In the Lois Mcmaster Bujold's Vorkosigan Saga she wanted a world with modern technology but with a feudal style government and military/culture obsessed culture that felt more at home with a swords and sandles style book (effectively she wanted Klingon...no really it was inspired by star trek Klingons, even if they aren't that much like Klingons in the final version) .
She correctly recognized that normally a feudal military cast culture would not normally evolve within the world, and technology, she had in mind. She wished to justify it though, so she modified her world. Specifically her home planet, Baryar, was cut off from the rest of the universe by accident many generations ago, and revert in both technology, government, and culture, as they struggled to survive in desperate situation. The 'present' baryar is set a 2-3 generations after Baryar reconnects with society and future technology. Their culture has not yet adapted to the technology, and in many cases shows foolish decisions because they are still stuck in old ways that don't make sense. Infanticide for mutations, once required due to the small genetic pool making the risk of mutations severe enough to risk collapse of society, is still occasionally practiced in the backwaters of a world where they can use gene sweepers to prevent mutations from being passed on and possible fix the damage done by it. People refuse to use new Uterine replicators which are safer then 'body births' etc. Further more, upon realizing the inevitable ingrained cultural fear of mutation would evolve from such a small gene pool and high risk of mutation she ended up using that cultural hatred of mutation to great effect by having it's effects on her protagonists, who appears to be a 'mutant', complex psychology and need to prove himself.

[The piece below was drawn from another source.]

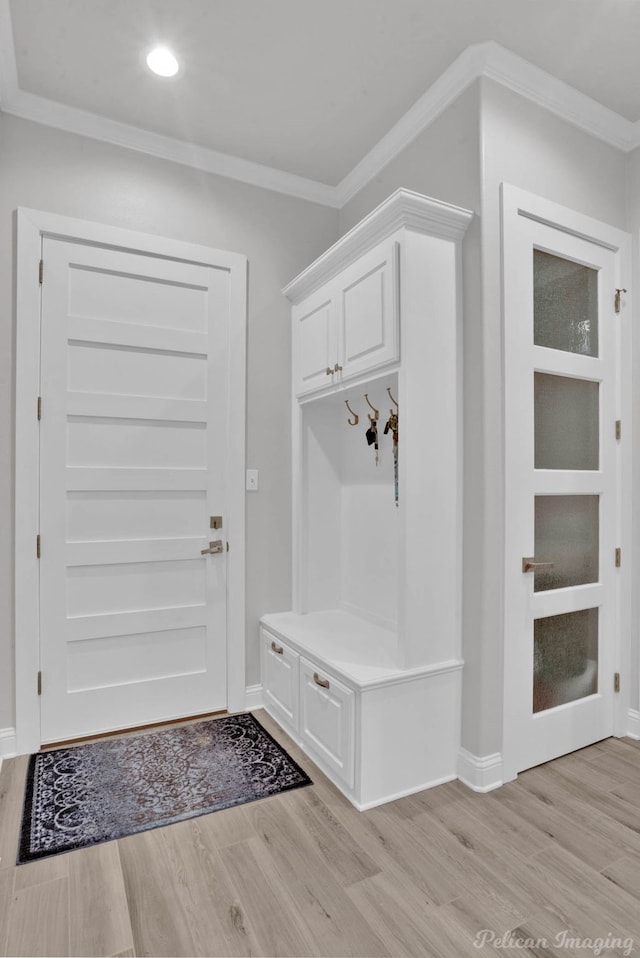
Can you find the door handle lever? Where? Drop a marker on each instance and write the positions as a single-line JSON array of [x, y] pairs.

She uses the slow speed of cultural evolution to have her cake and eat it too by justifying a culture that otherwise would feel out of place with enviroment. More importantly she then asked what else would evolve from such societal pressures as a small group of strangers stranded on inhospitable world, realized a cultural hatrid of mutation would evolve from inbreeding concerns, and used that fact to help further create her world and characters. This is how world building should be, ask how your culture evolves, adjust the world to encourage the evolution you want, and then deduce what other accidental evolutions come from those changes, repeat until you have a fully fleshed out world.

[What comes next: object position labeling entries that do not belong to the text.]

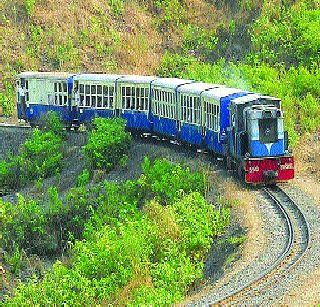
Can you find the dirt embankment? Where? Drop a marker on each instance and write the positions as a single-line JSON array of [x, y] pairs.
[[307, 156]]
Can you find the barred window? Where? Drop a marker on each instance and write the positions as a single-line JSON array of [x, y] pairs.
[[60, 93], [190, 109], [96, 96], [212, 115], [135, 98], [164, 104]]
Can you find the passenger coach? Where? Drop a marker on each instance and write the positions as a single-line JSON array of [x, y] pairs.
[[40, 92], [246, 129]]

The point of my tangent being that this is how any question of equality in pre-modern societies should be addressed if you want to see it happen, change the pressures on the society to justify it, then see what kind of interesting world evolves out of those changes. The greatest harm to consistent worlds you can make is to choose to ignore the evolution and implications of the world you created on the inhabitants of it, even if they are things you don't like. For your world to be real you must either acknowledge what you don't work or find a way to change the world so it doesn't evolve.